A 2015 Toronto Star special investigation found hundreds of Greater Toronto Area officers internally disciplined for “serious misconduct”—including the physical abuse of homeless people and committing domestic violence—remained on the force. In 2012, the same outlet documented the excessive rate at which Black and brown Torontonians were stopped and “carded.” The data is staggering: The number of stops of Black men actually exceeded the number of young Black men who live in certain policing districts. And according to the Star, despite making up less than 10 percent of Toronto’s population, Black Torontonians comprised at least 35 percent of those individuals shot to death by police since 1990. Between 2000 and 2006, they made up two-thirds.

Meanwhile, LGBTQ and Native Ontario corrections officers have routinely complained of poisonous workplace environments; a recent survey found anti-Muslim attitudes prevail among a majority of Ontarians.

Especially poignant for me as a Latina who loves Canada is the case of former Vancouver firefighter Luis Gonzales. Gonzales, who is of Salvadoran descent, is now filing a human rights complaint against Vancouver Fire and Rescue Services for what he deemed a racist work environment that included anti-Black racism, like shining a fire engine floodlight on Black women in the street and joking about how one still couldn’t see them.

One could go on; the disparate nature of these abuses points to the intersectional character of prejudice in Canada, something that BLM Toronto was quite explicit about in its protest. While anti-Black racism is distinct, the coalition perspective envisaged by Black Lives Matter, which builds community with LGBTQ, Muslim, South Asian, and First Nations groups, reflects an understanding of Canadian racism that is quite intelligible to U.S. observers.

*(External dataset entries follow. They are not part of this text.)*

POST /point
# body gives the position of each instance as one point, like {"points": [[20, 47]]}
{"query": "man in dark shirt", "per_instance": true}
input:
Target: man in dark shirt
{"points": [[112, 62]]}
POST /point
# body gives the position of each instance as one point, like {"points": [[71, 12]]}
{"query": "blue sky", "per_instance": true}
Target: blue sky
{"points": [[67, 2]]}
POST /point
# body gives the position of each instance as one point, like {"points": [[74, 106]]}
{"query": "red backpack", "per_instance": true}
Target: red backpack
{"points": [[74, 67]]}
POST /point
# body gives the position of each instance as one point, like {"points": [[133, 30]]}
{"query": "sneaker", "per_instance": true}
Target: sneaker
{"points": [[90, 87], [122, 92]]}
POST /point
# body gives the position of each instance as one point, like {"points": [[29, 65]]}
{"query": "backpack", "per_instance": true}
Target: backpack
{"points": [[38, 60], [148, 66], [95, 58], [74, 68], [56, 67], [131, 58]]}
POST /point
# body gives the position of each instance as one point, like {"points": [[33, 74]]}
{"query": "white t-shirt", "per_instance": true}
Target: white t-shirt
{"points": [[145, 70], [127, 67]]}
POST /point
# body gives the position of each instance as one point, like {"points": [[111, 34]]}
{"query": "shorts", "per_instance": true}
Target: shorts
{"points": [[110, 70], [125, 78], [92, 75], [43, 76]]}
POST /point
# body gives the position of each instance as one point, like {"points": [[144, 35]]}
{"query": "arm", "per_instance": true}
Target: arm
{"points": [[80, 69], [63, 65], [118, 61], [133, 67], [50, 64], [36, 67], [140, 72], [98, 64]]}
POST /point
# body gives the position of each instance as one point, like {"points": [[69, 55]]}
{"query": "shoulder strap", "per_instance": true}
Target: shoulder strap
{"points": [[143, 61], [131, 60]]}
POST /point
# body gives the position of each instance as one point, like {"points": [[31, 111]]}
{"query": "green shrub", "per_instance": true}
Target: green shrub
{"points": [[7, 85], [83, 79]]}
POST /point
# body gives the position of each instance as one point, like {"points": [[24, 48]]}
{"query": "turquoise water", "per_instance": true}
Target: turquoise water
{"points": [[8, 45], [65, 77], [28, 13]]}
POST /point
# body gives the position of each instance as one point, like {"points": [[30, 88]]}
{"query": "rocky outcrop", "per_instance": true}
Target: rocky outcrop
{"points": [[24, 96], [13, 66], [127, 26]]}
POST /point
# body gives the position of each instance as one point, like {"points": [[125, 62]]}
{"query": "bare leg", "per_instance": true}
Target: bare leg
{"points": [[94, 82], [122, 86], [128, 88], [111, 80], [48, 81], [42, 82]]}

It is here that we should return again to Margaret Wente’s slyly nationalistic claim that BLMTO is a foreign import, insensitive to progressive Canadian reality. In this, as in so many other areas, we must dispense with the use of Canadian civic liberalism as a shield against criticism; the nation got this far because of sometimes intemperate, often loud protest. Protests against anti-LGBTQ police brutality in the 1980s and ’90s, for example, set the stage for a Toronto where the CN Tower would be lit up in rainbow colors. And any number of Native rights actions in Canada have forced the nation to recognize both its colonial history and the racism of the present; from Idle No More and the Oka Crisis to the 2014 VIA Rail blockade, that movement is alive and well. Indeed, the blockade was part of a long movement to make the government acknowledge that thousands of missing and murdered Indigenous women constituted a crisis.

If we must wrap ourselves in the Maple Leaf flag, then let us at least acknowledge that peaceful protest is a very Canadian thing indeed, instead of redoubling racist insults by insinuating that Black Lives Matter is somehow foreign or that institutional racism is confined to the United States. Canada has achieved little of worth by merely chanting “but we’re not as bad as the United States!” like a mantra.

Far from being a movement in search of a crisis, Black Lives Matter and its intersectional analysis is just as well-suited to Canada as it is to the United States. In the end, it is not, per the national anthem, God who keeps this land “glorious and free,” but its people.